Serial.println(F("Unable to begin:"));
Serial.println(F("1.Please recheck the connection!"));
Serial.println(F("2.Please insert the SD card!"));
while(true);
}
Serial.println(F("DFPlayer Mini online."));
myDFPlayer.volume(30); // Set volume value to maximum (0 to 30)
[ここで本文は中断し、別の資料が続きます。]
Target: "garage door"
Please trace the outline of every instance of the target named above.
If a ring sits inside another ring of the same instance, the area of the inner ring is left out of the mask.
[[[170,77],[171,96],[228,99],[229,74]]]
randomSeed(analogRead(0)); // ランダムシードを設定
}
void loop() {
currentTime = millis();
int reading = digitalRead(switchPin);
// スイッチが押されている間(LOW)ランダムな曲をループ再生
if (reading == LOW) {
if (!isRepeating) {
do {
currentSong = random(1, totalSongs + 1); // 1からtotalSongsまでのランダムな曲を選択
} while (currentSong == stopSong); // stopSong(2曲目)を除外
myDFPlayer.loop(currentSong);
isRepeating = true;
isPlaying = true;
}
}
// スイッチが離された場合(HIGH)
else {
if (isRepeating) {
delay(800); // 1秒待機
myDFPlayer.play(stopSong); // 2曲目を再生
delay(7000); // 2曲目の再生時間を待つ(必要に応じて調整)
myDFPlayer.stop(); // 曲の停止
isRepeating = false;
isPlaying = false;
}
}
lastButtonState = reading;
}
Arduinoにコンパイル、書き込みをします。うまくいかない場合はProcessorの設定を確認してください。
部品の配線
回路図
回路図は以下の通りです。
はんだ付けの作業を写真に収められず様子がわかりにくいですが、ケーブルの被覆を4mm程度はがし、動かないように固定しながらはんだ付けを行います。
完成した状態の内部
試行錯誤
当初は部品を基板にはんだ付けしていましたが、これだとスイッチ内に収めることが難しいため、部品をケースにそのまま取り付けることにしました。
基板付きの試作
はんだ付けの回路図はネットで色々出てきますが、Arduinoのプログラムは自力では苦戦すると思います。そこでChatGPTを活用し、トライ&エラーを繰り返してなんとかたどり着きました。今回はプログラムのコードを最適化することではないので、プログラムの中身についてはあまり理解していません。プログラミングを覚えるより、自動で生成するほうがゴールまで近道になると思います。